QUALITY OF WRITING/GRAMMAR – 5.9
“I don't see any problems with the writing and grammar, but I don't exactly find it all that exciting either.”
“It's fine. It ain't Shakespeare but he could get a gig with People magazine probably.”
“What quality? Everything was taken from somewhere else! Of course the grammar is perfecto! It was taken from other sources! The parts that the author does write, however, are fine. Not Rhodes Scholar fine, but grade school at best.”
“Good use of grammar and punctuation. Should spell check a bit before hitting publish. However, the writers of this site do know their way around a sentence. Currently, I'm enamored with the following: ‘Looks like it’s that time of the month … time to go to rehab.’”
“The grammar is correct enough to get the vapid ideas across.”
“The writing style is so so.”
INTANGIBLES – 3.3
“Ads. Lack of original content. Broken links. Pics that don't work, in the header no less! A blogroll that reads like the Who's Who of the superficial, malcontent and unoriginal. Ugh. I can't find anything redeeming about this blog, except for the little X in the right hand corner of the screen. Here's a 1, just for allowing me to escape.”
“Blogs like these are so impersonal because there is no ‘about’ the blogger/author. You have no idea who's writing it. I have a hard time getting into blogs like this.”
“Is this guy a professional? Look at the bottom of the site. Does he work for MTV or VH1?”
“I am just so burned out on stuff like this. I spent a lot of time going though this blog, but frankly five minutes in I was exhausted.”
“Anything that has to do with VH-1’s Best Week Ever automatically loses credibility with me.”
“I was in a shitty mood before I read this blog. Now I'm ready to gouge my eyes out.”
“Could they add just a few more tags? I think they missed ‘and’ ‘it’ and ‘the.’”
“I think the concept works much better as a TV show than a blog.”
FREQUENCY – 10.0
“Best Week Ever features several posts each day.”
WOULD YOU READ THIS BLOG REGULARLY – 48% Yes
“No, I read too much about celebrities now.”

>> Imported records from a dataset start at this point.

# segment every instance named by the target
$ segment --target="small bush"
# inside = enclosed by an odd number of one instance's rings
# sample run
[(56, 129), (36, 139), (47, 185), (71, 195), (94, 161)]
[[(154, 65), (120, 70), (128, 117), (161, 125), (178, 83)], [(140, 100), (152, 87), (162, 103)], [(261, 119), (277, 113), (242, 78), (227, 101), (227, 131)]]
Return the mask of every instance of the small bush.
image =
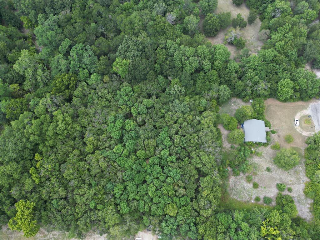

“If I happened upon it in my web surfing, I'd read it, but I wouldn't blogroll it or add it to my Bloglines.”
“God, no.”
“Yep. I subscribe through Bloglines.”
“Let's play this by ear, shall we? I've put it in my bookmarks and promise to ‘glance’ at it every couple of days. Fair enough?”
“Hell, no!”
“Yes, but only because it's always up-to-date.”
“I might now, but only for the purpose of finding new music.”
OVERALL – 69.2
1 Comments:
What amazes me is how popular these sites are. If you look in the blog directories/ranking sites, the top 5-10 blogs (by visitors) are usually the celeb sites. The only thing I can think of is that teens are glued to their screens searching for Britney and Christina gossip.